Вспомнил и чёртову Потычиху, её дремучее невежество в попытках обуздать или убить нежить, охочую до чужих жизней.
Рядом раздался глухой треск, с каким лопается кость человека. Ещё один, ещё...
Валька поднял глаза: к нему двигались лихоманки, отталкивая и ломая друг друга в слепой непреодолимой жажде дорваться до пищи.
Вот красноглазая глотошная. В её когтях запуталась гробовая обшивка. Из широко распахнутой пасти свесилась тёмная с прозеленью детская ручонка, пальчики которой ещё сведены предсмертной судорогой.
А вот с провалившимся носом и гнойными культями проказа. Вместо глаза - громадная грануляция с белой коркой. Другой сочится розоватой слезой.
И за ними ещё - с набухшими гноем бубонами, лилово-чёрными метками на жёлтой коже; исторгавшая из ноздрей и рта клубы едучей пыли; мокнувшая разноцветными язвами; покрытая чёрными отслаивавшимися корками...
Ну, Валька своего добился. Вызвал. И что дальше? Его сейчас сожрут, и пойдёт дальше полыхать мор и чумы, и проказы, и приснопамятной дифтерии.
Скоро всё пространство кишело тварями. Валька уже не думал ни о бое, не о спасении. Лишь о том, как бы умереть без сильных страданий. Чем скорее, тем лучше.

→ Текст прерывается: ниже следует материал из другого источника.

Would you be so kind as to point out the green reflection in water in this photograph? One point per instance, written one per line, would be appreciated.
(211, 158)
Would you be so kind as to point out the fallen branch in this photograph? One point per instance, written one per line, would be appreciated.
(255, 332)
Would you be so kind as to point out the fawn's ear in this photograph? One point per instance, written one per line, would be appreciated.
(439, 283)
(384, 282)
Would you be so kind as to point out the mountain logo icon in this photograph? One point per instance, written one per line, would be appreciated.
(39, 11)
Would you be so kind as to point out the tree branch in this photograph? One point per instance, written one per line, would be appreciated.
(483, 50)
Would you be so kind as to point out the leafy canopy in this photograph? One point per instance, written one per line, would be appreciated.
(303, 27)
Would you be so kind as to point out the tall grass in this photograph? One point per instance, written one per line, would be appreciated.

Однако руки сами стали хватать листы с рисунками и рвать их в клочья. Плотная обёрточная бумага противилась, карандашные линии шевелились, как живые.
Прочь, прочь, сгиньте!
Валька уже сам не понимал, где он находится, жив он или мгновения борьбы с неподатливой бумагой - всего лишь бред угасшего сознания.
Он очнулся среди бумажного крошева, с зажатым в ладони последним изображением лихоманки. В воздухе стоял запах тления. Голова была ясна, тело в полном порядке.
Валька прошёл к соседям, где храпел Семён, зачистил один из слоёв штукатурки, стал тщательно выводить букетик васильков. Без пляски воображения, без неистовых дум, без бури чувств - потому, что должен. Потому что его работа очень важна.
Цветы получились что надо - лучше живых.
А вскоре Ирина внесла дочь Данаю. Девочка была очень слаба, но жива. Она беспрерывно просилась домой, и врачи отпустили: болезнь отступила так же быстро, как и набросилась.
Данька прослезилась, глядя на единственный букетик над кроватью, напилась морсу и заснула.
А Ефим не пришёл ни на следующий день, ни через три дня. Его унесла инфлюэнца, молниеносная форма. Поборник санпросвещения народа умудрился заразиться от чужой посудины.
А Вальку на время поместили в больницу: он не мог приостановить работу ни на минуту. Нужно было добраться до тех далей, где теперь находится Голован. Если не вызволить, так хоть попросить прощения.